Clojure Serialization With Fressian

Feb 19, 2018

Background

A while back I worked on a feature to add a performant serialization/durability implementation for use in Clara rules. In this work, I ended up using the Fressian serialization format. I found this to be a fast, binary format that offers an idiomatic Clojure style of extensibility. This is not surprising since the Fressian format, and several of its implementations, are provided by the Clojure core team.

The purpose of this post is to describe my experience with using Fressian as a Clojure serialization format. The “durability” feature in Clara rules is documented here and the initial pull request is here, but that is not directly relevant to the rest of this post.

Why use Fressian?

I was on the hunt for a serialization format that I could use to efficiently serialize and deserialize Clojure data across processes. This search led me to several options. Among these (not necessarily all inclusive) are Kryo, Nippy, the built-in Java serialization, Apache Avro, and Fressian.

I will use the term “Schema evolution support” to mean the ability to serialize data at some point in time and later be able to deserialize it in an environment that may have new expectations for how that data may look.

An example is if you serialized a Clojure record A with definition:

(defrecord A [x])

And wished to deserialize it later with an updated definition:

(defrecord A [x y])

Cases can get more complicated than this of course. I will emphasis that my usage of Fressian did not require any strong support for this schema evolution feature. However, due to the extensibility of Fressian (that will be seen in examples below), this could be achieved. The examples I give will not attempt to support schema evolution for the sake of brevity.

As a very brief summary of the serialization formats I mentioned below:

I ended up choosing Fressian as a default durability implementation in Clara. Now, I think that Nippy would be the closest second place contender due to it having similar benefits in terms of speed and extensibility mechanism.

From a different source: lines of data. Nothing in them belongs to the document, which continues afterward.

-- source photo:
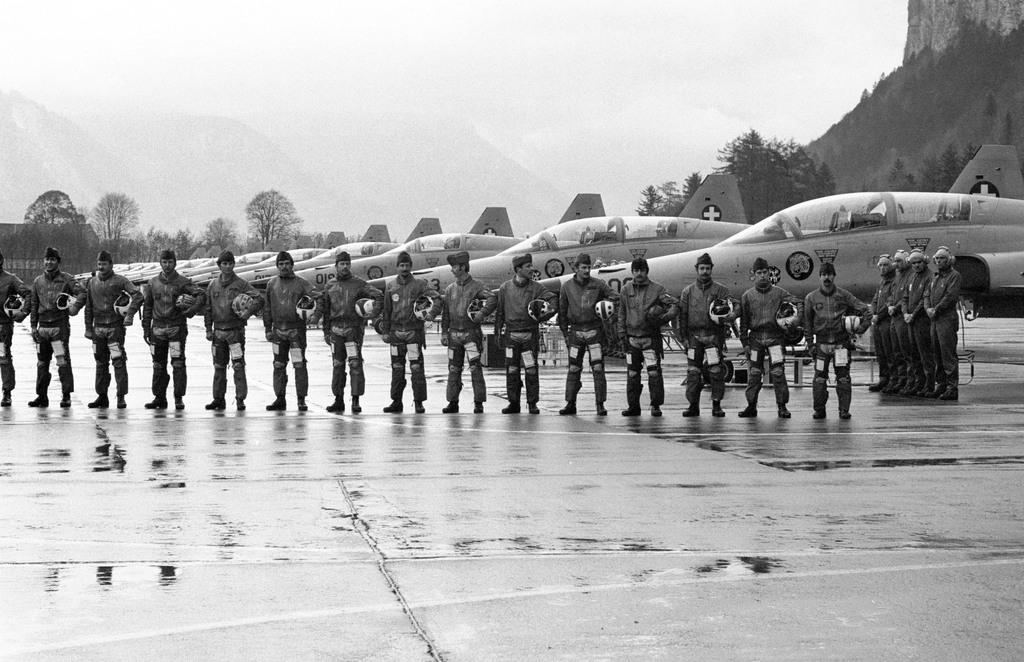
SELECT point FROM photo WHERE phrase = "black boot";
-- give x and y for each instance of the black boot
(99, 403)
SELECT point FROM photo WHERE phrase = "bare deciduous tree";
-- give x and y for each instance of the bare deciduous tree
(271, 216)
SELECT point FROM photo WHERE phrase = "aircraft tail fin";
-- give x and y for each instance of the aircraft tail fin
(494, 220)
(377, 233)
(585, 205)
(994, 170)
(425, 228)
(716, 199)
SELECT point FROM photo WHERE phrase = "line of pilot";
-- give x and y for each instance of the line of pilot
(912, 314)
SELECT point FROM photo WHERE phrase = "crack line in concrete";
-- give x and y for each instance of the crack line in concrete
(364, 530)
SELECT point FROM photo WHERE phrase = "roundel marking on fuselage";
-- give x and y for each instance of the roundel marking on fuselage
(554, 267)
(799, 265)
(984, 188)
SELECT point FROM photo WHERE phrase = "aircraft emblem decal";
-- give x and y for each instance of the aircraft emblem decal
(826, 254)
(919, 242)
(800, 265)
(711, 212)
(554, 267)
(984, 189)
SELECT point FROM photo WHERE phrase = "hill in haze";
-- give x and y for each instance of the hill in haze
(961, 86)
(341, 174)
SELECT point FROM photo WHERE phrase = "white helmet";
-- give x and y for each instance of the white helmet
(122, 304)
(184, 301)
(787, 317)
(13, 304)
(243, 304)
(540, 309)
(366, 307)
(605, 309)
(475, 311)
(719, 309)
(304, 307)
(423, 307)
(851, 323)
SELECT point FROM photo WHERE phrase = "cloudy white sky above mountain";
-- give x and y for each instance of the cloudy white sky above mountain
(600, 95)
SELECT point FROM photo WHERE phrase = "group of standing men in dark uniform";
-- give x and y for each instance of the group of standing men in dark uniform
(915, 325)
(912, 314)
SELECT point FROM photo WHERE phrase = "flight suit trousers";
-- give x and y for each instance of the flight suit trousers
(6, 364)
(290, 344)
(839, 358)
(578, 344)
(169, 343)
(520, 349)
(705, 349)
(346, 347)
(776, 370)
(53, 344)
(229, 344)
(463, 345)
(643, 350)
(109, 348)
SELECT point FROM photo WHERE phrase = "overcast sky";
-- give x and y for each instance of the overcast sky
(602, 96)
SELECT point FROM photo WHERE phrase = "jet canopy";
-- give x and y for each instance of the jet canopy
(600, 230)
(854, 212)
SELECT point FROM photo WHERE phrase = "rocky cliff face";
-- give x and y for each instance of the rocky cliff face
(934, 24)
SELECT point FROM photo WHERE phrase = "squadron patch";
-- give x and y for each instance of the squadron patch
(799, 265)
(984, 189)
(554, 267)
(826, 254)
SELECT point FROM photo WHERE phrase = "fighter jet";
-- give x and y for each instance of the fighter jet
(608, 240)
(491, 234)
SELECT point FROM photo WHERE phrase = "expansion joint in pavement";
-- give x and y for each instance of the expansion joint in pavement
(364, 530)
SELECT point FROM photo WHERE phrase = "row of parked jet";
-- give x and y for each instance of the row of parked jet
(980, 219)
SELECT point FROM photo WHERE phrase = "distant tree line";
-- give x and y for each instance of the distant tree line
(270, 216)
(771, 175)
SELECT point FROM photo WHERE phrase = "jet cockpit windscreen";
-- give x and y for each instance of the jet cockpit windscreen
(855, 211)
(573, 234)
(435, 243)
(647, 228)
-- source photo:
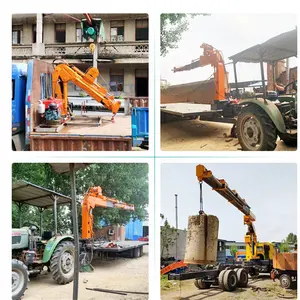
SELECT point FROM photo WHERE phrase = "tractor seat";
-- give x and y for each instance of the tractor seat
(47, 235)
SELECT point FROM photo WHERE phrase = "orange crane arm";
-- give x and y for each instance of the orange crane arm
(64, 73)
(94, 198)
(213, 57)
(221, 187)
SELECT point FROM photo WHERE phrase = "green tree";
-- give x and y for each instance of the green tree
(233, 250)
(171, 28)
(124, 181)
(285, 244)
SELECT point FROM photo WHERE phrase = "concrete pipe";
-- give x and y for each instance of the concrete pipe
(195, 242)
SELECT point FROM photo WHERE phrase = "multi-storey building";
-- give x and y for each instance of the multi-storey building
(122, 52)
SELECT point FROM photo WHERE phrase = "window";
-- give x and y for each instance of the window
(17, 34)
(33, 33)
(141, 30)
(117, 81)
(60, 33)
(117, 31)
(79, 36)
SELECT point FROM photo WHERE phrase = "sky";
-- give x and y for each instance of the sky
(229, 33)
(269, 189)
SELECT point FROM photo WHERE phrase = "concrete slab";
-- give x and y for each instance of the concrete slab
(185, 109)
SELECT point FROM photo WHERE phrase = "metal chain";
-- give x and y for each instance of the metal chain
(201, 198)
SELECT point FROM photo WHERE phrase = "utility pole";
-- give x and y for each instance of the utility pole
(288, 73)
(176, 214)
(95, 56)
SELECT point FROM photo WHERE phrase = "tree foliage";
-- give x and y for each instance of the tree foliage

I don’t want to spend a lot of time discussing the tradeoffs of these various serialization formats in this post. Instead, I will focus on how I was able to utilize Fressian for Clojure data serialization across processes.

Clojure serialization

When I say “Clojure serialization” I mean serializing Clojure data from some process to another process that deserializes the data back into the semantically equivalent Clojure data structures. In particular, this is Clojure to Clojure serialization. This is accomplished by extending Fressian appropriately on both the read (deserialization) and write (serialization) side. The ideas here are not limited to only being applicable for Clojure to Clojure serialization. For example, the reader extensions could be done in an alternative language into semantically similar data structures of that language.

There are many reasons why this style of efficient, binary Clojure serialization maybe useful. One reason is to efficiently send Clojure data across processes, perhaps when distributing data across a distributed process space. Another is to persist Clojure data in and out of memory, such as retrieving it on a per-request basis in a web service.

How Fressian works

I do not want to go too deep into all the inner workings of Fressian. I encourage looking at the Fressian format documentation to understand it better.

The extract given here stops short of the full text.